Mucho más, aún, la convocatoria de las Jornadas de Valladolid por el propio Carlos V, donde se produjo un debate -insisto, organizado y alentado por la propia corona cuando ya sobre sus dominios “no se ponía el sol”- de tanta envergadura civilizatoria como silenciado por la leyenda negra. Un intelectual prestigiosísimo, Ginés de Sepúlveda, y un extraordinario defensor de los indígenas americanos, Bartolomé de las Casas, fueron sus protagonistas.

Y allí se enfrentaron las tesis las casianas y vitorianas de la plena condición humana de los indígenas, y por tanto de su derecho a la propiedad, a gobernarse, a no ser esclavizados, y las de la tradición aristotélica sustentada brillantemente por Sepúlveda de la esclavitud como institución natural, establecida en el propio interés de los seres humanos sometidos a esa “tutela” por su inmadurez y su incapacidad para regirse por sí mismos. Se impusieron las tesis del Apóstol de los Indios (al que, también hay que decirlo, le pasó bastante inadvertida la esclavitud de los negros africanos que ya era un dantesco negocio por aquel tiempo) e influyeron decisivamente en las Leyes de Indias y en la abolición de las encomiendas, dictadas por la corona y, hasta su forzada y temprana abolición, “acatadas, pero no cumplidas” en buena parte de la América “española”.

Todo esto, y mucho más, ha sido y es España.

Y las Jornadas de Valladolid y sus consecuencias se celebraron cuatro siglos antes de que las muy civilizadas naciones occidentales y sus gobiernos aprobaran la Carta de la Sociedad de Naciones, antecesora de la ONU, cuyo artículo 22 -bendiciendo un nuevo reparto colonial del mundo, del que habla Josep Fontana en su El Siglo de la Revolución- proclamara literalmente:

 1. Los principios siguientes se aplican a las colonias y territorios que, a raíz de la guerra, han cesado de hallarse bajo la soberanía de los Estados que los gobernaban anteriormente y que son habitados por pueblos aún incapaces de regirse por sí mismos en las condiciones particularmente difíciles del mundo moderno. El bienestar y desarrollo de esos pueblos constituye una misión sagrada de civilización, y conviene incluir en el presente pacto garantías para el cumplimiento de esta misión.
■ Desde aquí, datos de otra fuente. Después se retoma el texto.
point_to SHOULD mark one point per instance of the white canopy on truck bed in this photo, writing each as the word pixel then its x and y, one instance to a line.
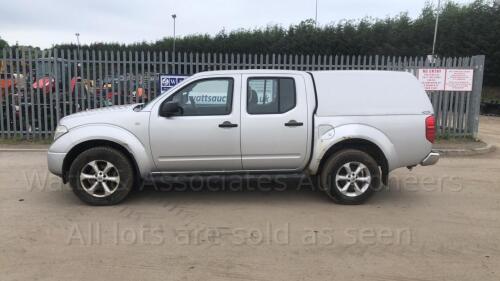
pixel 362 92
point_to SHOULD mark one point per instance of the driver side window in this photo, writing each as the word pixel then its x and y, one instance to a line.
pixel 205 97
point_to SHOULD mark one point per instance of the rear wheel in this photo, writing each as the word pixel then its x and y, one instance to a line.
pixel 101 176
pixel 350 176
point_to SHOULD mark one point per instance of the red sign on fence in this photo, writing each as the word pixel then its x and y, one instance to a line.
pixel 440 79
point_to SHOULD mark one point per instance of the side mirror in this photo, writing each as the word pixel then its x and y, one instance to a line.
pixel 169 109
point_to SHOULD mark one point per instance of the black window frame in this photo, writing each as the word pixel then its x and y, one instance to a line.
pixel 279 97
pixel 231 94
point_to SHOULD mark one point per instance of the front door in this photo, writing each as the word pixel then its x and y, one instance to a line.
pixel 274 122
pixel 206 136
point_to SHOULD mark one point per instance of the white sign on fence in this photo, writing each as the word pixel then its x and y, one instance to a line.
pixel 459 80
pixel 440 79
pixel 433 79
pixel 168 81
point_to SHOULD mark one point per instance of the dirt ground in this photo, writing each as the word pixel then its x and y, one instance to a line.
pixel 433 223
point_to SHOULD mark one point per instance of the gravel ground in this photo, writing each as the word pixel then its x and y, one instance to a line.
pixel 433 223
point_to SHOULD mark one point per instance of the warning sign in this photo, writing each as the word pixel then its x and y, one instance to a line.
pixel 433 79
pixel 459 80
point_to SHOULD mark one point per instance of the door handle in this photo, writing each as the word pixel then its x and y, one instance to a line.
pixel 227 124
pixel 293 123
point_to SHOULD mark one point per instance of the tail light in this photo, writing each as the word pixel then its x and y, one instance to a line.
pixel 430 128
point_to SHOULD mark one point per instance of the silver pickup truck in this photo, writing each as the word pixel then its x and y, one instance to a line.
pixel 348 128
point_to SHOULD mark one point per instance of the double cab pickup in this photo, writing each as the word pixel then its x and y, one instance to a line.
pixel 350 129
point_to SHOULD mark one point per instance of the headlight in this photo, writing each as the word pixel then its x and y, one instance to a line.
pixel 60 130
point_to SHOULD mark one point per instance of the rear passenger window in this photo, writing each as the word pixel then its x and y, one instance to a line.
pixel 270 95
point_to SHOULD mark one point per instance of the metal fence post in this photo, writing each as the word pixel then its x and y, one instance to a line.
pixel 475 101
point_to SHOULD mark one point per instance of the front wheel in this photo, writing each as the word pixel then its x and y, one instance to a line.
pixel 101 176
pixel 350 176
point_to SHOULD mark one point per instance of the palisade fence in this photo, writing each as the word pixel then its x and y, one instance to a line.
pixel 40 87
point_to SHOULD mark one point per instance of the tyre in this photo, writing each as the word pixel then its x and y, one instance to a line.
pixel 101 176
pixel 350 176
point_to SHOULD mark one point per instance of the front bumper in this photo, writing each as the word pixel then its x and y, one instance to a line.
pixel 431 159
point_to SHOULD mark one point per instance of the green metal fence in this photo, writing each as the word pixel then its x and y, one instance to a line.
pixel 39 87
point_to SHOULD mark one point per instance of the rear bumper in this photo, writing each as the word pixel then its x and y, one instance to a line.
pixel 431 159
pixel 55 162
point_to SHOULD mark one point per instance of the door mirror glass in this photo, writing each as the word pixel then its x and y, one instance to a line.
pixel 169 109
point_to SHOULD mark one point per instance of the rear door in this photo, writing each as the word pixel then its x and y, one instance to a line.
pixel 274 122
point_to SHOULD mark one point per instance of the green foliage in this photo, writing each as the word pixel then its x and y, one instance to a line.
pixel 464 30
pixel 3 43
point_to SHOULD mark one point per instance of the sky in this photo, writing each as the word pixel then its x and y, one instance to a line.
pixel 48 22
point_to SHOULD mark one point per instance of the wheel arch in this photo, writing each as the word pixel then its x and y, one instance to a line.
pixel 85 145
pixel 361 144
pixel 80 138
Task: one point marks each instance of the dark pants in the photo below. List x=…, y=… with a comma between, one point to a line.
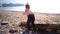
x=31, y=19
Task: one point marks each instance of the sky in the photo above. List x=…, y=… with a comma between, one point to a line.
x=42, y=6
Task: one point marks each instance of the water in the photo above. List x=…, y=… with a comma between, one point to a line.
x=14, y=8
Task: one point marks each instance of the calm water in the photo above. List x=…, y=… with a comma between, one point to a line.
x=15, y=8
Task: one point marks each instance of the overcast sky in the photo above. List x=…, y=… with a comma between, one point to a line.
x=44, y=6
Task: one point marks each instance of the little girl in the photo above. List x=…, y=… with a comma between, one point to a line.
x=31, y=17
2. El mejor método para realizar prácticamente este principio consiste en confiar la tutela de esos pueblos a las naciones adelantadas que, gracias a sus recursos, su experiencia o su posición geográfica, están en mejores condiciones para asumir esta responsabilidad y que consienten en aceptarla…“.

En Sociología, decía Durkheim, la verdad se descubre por comparación.

En Historia, y esto lo digo yo, tampoco viene mal la comparación. Sólo para situarnos en la turbulenta y tantas veces devastadora secuencia de los hechos protagonizados por nuestra especie, la autodenominada Sapiens.